TB: So my question for you at the beginning about what you would do if you were starting over again was not actually a hypothetical?

Levy: No, no, no.

TB: What are you going to do?

Levy: Well, we’ll see. I might spend some time at one of the companies locally. I might sit in my office, close the door and read lots of papers. I’m just at the point of figuring that out right now.

TB: Oh, that’s very cool. Very cool. So big picture thoughts, when you reflect on your tenure as the head of the department, as the Chair and now Director, what would you want people to know? What’s the most important message you would give folks?

Levy: It’s been an amazing time, and I feel so lucky to have been allowed to do this job and to work with such great people. It’s an incredible organization and we have a reputation for being one of the most collegial computer science schools, departments in the country, and so it’s really fun working with these people.

We’ve done something that I think hasn’t been done before. Kind of forever, there were four number one departments: MIT, Stanford, Berkeley, and Carnegie Mellon. My goal coming in was actually to change the landscape so that people thought of it as a top five, and I think that’s happened. We’ve clearly pushed into that group and it’s very exciting. It’s also very challenging because the competition is those people, and the kinds of resources they have are phenomenal. I don’t know if you know, but MIT, in part seeing us become the Allen School above many other things, decided to create a College of Computing and AI. And the investment is, are you ready? $1 billion.

TB: $1 billion. How’s that compare to annual funding for …

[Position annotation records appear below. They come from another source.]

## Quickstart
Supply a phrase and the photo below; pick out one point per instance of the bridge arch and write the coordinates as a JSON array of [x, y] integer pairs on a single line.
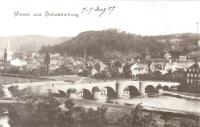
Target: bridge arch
[[158, 88], [109, 91], [95, 89], [132, 91], [166, 88], [86, 94], [61, 93], [71, 91], [150, 89]]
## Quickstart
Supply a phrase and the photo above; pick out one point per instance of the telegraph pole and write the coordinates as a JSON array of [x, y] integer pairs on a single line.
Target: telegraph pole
[[84, 57], [197, 45]]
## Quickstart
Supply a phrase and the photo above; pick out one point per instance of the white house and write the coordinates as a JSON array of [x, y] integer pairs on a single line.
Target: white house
[[139, 68]]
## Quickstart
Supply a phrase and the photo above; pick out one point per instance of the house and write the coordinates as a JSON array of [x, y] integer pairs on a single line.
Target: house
[[158, 64], [193, 78], [167, 56], [100, 66], [139, 68]]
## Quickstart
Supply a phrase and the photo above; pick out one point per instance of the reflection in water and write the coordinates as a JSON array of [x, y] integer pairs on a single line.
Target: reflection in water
[[166, 102], [4, 121]]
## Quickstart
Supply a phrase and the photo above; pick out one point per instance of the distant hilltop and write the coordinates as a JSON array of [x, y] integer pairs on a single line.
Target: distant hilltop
[[30, 42], [113, 43]]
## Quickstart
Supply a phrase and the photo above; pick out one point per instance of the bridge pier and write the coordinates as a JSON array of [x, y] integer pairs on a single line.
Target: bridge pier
[[100, 96], [119, 90], [141, 88]]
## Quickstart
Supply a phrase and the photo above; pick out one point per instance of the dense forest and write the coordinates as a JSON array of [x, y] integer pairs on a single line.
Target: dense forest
[[114, 44]]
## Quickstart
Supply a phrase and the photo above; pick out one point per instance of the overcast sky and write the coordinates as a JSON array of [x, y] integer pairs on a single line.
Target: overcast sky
[[139, 17]]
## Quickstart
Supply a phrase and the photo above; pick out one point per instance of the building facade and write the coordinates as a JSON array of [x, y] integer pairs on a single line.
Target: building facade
[[193, 78]]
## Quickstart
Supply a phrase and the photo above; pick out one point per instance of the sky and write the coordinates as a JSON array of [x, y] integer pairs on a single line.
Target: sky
[[138, 17]]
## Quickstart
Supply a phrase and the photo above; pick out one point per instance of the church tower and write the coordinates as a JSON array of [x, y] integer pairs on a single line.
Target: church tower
[[9, 52], [5, 55]]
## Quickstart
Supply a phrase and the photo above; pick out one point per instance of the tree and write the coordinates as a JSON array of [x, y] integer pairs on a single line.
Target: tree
[[94, 118], [2, 94], [156, 75], [138, 118]]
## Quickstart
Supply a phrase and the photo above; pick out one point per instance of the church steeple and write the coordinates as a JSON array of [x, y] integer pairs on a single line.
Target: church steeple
[[5, 58]]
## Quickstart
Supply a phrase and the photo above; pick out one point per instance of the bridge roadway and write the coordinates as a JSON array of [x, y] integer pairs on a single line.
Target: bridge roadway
[[101, 89]]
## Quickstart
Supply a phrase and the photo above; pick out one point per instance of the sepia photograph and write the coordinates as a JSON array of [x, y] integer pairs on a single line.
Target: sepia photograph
[[99, 63]]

Levy: For the entire University of Washington? And that includes 50 new faculty positions approximately.

TB: Wow.

Levy: So that’s … And Stanford has also putting $1 billion into an AI organization. So those are just the kinds of numbers that are unheard of in the past, so that kind of competition is almost impossible. But anyway, the important thing is that we have moved to become really a national resource, but I want to say again how much we appreciate being in Seattle; appreciate the support of the University, of local tech industry, and actually of the Washington state legislature. I hope they take the same pride that we do in the organization because to a large extent, they’re responsible. They recognized the importance of a strong computer science program at the core of a tech industry, and they were willing to fund our growth. And in response we, as I’ve said, tripled the undergraduate program.

TB: I was referring earlier to that long term virtuous cycle, and when you think about that and then you put into the equation what’s happening at MIT all the more reason for even these companies that are coming up from Silicon Valley and establishing engineering centers here to step up and contribute, and not poach in a way that diminishes what you’re doing.

Levy: Yeah. Well, we have a great … despite the … poaching is a pejorative word, but we have a great relationship with all of these companies. And one thing to know is that increasingly, we need to have relationship because some of the resources we need cannot be found locally. For lots of AI research, for example, you need access to special hardware; these are called GPUs or TPUs, or whatever. But they’re special purpose hardware devices that are used to accelerate machine learning, training in particular, and other things.

If you’re at Google and you want to solve a hard problem, you can say I need 50,000 GPUs. We don’t happen to have, we don’t have enough power on campus to have the numbers that these people have. And so having access to that, having access to data, and having access to the problem set, understanding the problem set of industry is important to us, so we want to have a relationship with these companies, and we do. But there has to be a balance, and we need to be able to continue to do research, hire good people, keep those people, and to teach our students the skills that industry wants.

TB: Well, Hank Levy, best of luck, and thank you for being here. And I’m looking forward to seeing what you do after you close the office door and figure out what’s going on in those research papers.

Levy: Thank you, Todd. That was fun. I really appreciate it.